Посмотрим хотя бы, как она припечатывает Пелевина середины двухтысячных – писателя, с которого книга начинается и которому в ней уделено исключительно много внимания, – больше, чем какому бы то ни было автору вообще, – рассматривается подряд сразу восемь (!!) его книг. Я бы даже сказала так: чем важнее для неё автор – а Пелевин важен безусловно, – тем более ему достаётся.
«Самый пелевинский, вроде бы, из всех пелевинских текстов», пишет она о «Шлеме ужаса», – <…> оказывается одновременно самой скучной и банальной из книг писателя». Да и вообще «философ и мыслитель он, как выясняется, весьма предсказуемый». «Прощальные песни политических пигмеев Пиндостана» – «суррогат», а «Бэтман Аполло» – «продукт», опять же, «предсказуемый и целлулоидный», и вообще «каждый «следующий пелевин» становится всё более и более бесчеловечным – в том же примерно смысле, в котором бесчеловечны «Макдоналдс» или «Кока-Кола». В нынешнем «пелевине» градус бесчеловечности и автоматизма достигает такой высоты, что <…> заставляет по-новому взглянуть на старую легенду, согласно которой настоящий Пелевин давно умер (сторчался, впал в нирвану – кому что больше нравится), а пишет за него группа специально обученных дрессированных пингвинов».
Всё хорошо у Галины Юзефович с отрицательными рецензиями – она прекрасно это умеет.
К её критериям оценки текста – ещё едва ли не прежде его, безусловно ценимой автором, содержательной стороны, глубины, нетривиальности, – несомненно, относится ясная, внятная выстроенность, сведённость многих разных линий в целое, «стройность конструкции и отсутствие излишеств». Она всегда это замечает. Именно это достоинство (хотя случается и так, что само по себе оно «не является залогом удовольствия») позволяет ей назвать тот же «Шлем ужаса», скучный и банальный, одновременно и «самой совершенной» из пелевинских книг.
И всё-таки явное – даже кричащее – отсутствие этого замечательного качества, когда сюжетные линии обрываются и путаются, текст разрастается в разные стороны, не ведая собственных границ, как в «Доме, в котором…» Мариам Петросян, – Юзефович готова и простить, и принять, и даже понять, если в книге – как, опять же, в том же «Доме…» или в «Автохтонах» Марии Галиной – есть (не поддающиеся рациональному разумению) чудо и тайна.

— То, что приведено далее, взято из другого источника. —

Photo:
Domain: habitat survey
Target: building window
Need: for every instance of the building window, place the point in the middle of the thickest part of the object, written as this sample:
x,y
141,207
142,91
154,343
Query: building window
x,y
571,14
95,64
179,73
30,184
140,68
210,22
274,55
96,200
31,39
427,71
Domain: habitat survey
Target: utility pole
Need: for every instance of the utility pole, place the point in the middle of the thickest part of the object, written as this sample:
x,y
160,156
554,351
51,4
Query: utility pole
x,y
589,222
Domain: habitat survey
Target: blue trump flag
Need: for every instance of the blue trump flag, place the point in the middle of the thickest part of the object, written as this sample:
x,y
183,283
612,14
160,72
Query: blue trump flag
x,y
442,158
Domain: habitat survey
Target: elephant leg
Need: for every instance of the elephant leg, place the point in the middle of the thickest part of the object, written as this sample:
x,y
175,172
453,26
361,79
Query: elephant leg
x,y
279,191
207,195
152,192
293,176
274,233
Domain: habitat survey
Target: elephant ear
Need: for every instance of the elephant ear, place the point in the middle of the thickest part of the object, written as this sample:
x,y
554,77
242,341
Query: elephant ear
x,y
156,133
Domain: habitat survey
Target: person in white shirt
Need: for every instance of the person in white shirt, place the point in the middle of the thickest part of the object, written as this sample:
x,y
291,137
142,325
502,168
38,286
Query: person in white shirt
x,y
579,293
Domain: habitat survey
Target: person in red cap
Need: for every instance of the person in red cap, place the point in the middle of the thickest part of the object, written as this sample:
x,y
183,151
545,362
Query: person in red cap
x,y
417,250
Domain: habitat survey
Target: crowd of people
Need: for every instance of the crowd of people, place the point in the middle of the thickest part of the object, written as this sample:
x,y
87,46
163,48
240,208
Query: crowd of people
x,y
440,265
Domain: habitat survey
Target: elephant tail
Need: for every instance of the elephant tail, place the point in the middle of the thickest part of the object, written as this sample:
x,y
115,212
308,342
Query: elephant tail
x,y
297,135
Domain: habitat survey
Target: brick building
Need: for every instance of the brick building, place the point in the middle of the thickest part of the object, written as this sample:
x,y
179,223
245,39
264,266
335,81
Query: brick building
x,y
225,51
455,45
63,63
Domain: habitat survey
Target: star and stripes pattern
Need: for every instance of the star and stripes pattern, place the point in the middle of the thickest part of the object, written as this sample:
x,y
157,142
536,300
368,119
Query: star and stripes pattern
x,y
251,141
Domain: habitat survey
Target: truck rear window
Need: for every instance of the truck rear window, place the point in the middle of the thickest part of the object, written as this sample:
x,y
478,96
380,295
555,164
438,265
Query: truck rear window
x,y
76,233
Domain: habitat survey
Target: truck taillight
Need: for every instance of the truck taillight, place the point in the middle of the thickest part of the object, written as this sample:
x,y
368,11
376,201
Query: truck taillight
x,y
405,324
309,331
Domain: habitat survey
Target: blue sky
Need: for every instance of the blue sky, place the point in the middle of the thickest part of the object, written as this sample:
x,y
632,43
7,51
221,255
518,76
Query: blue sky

Ещё с одной из сторон, она охотно простит книге отсутствие глубины и значительности содержания, если та выстроена виртуозно – и благодаря этому захватывает, подобно аттракциону (как, скажем, «Агафонкин и время» Олега Радзинского, – изделие столь же пустое, сколь и захватывающее дух непредсказуемыми поворотами: «Если вы любите кататься на американских горках – настоящих, серьёзных, с мёртвыми петлями и всем таким, вам непременно следует прочитать роман Олега Радзинского „Агафонкин и время“. Если же вы (как и я) всего этого не любите, его всё равно стоит прочитать, просто заранее настроившись на то, что вас будет долго и утомительно трясти и раскачивать. Честно говоря, очень долго и очень утомительно, но можете поверить мне, как человеку со слабым вестибулярным аппаратом: сконструированные автором ремни безопасности держат крепко, да и панорама, открывающаяся время от времени, с лихвой окупает дискомфорт».
И есть вещи, которых она не прощает ни за что. Это дурные, низкие ценности и взгляды, разделяемые автором книги. Так достаётся (на мой взгляд – совершенно поделом) Елене Чудиновой с её «Мечетью Парижской Богоматери». «Какой бы несимпатичной ни выглядела идеология, лежащая в основе „Мечети Парижской Богоматери“, она заслуживала бы, по меньшей мере, грамотного и содержательного ответа – если бы не одно мелкое обстоятельство. Елена Чудинова, дама неглупая и, судя по всему, изрядно образованная (в тексте угадываются аллюзии на классиков религиозной мысли от Фомы Аквинского до Честертона и от Бердяева до Маритена), не может при всём том противостоять соблазну бытовой ксенофобии, которая становится одним из подспудных двигателей её романа. В результате этого мелкого бесовского наваждения вся философия, весь пафос, вложенный Чудиновой в книгу, немедленно претерпевает жестокую уценку. <…> Именно эта откровенная дешёвка, противная желтизна, внезапно проступающая сквозь сложную и даже по-своему изысканную ткань романа Чудиновой, мгновенно выводит его создательницу за рамки культурного поля, на котором возможны какие бы то ни было равные дискуссии.»
И с этикой тоже, как видим, у неё всё хорошо. Никакого гедонизма тут нет и в помине.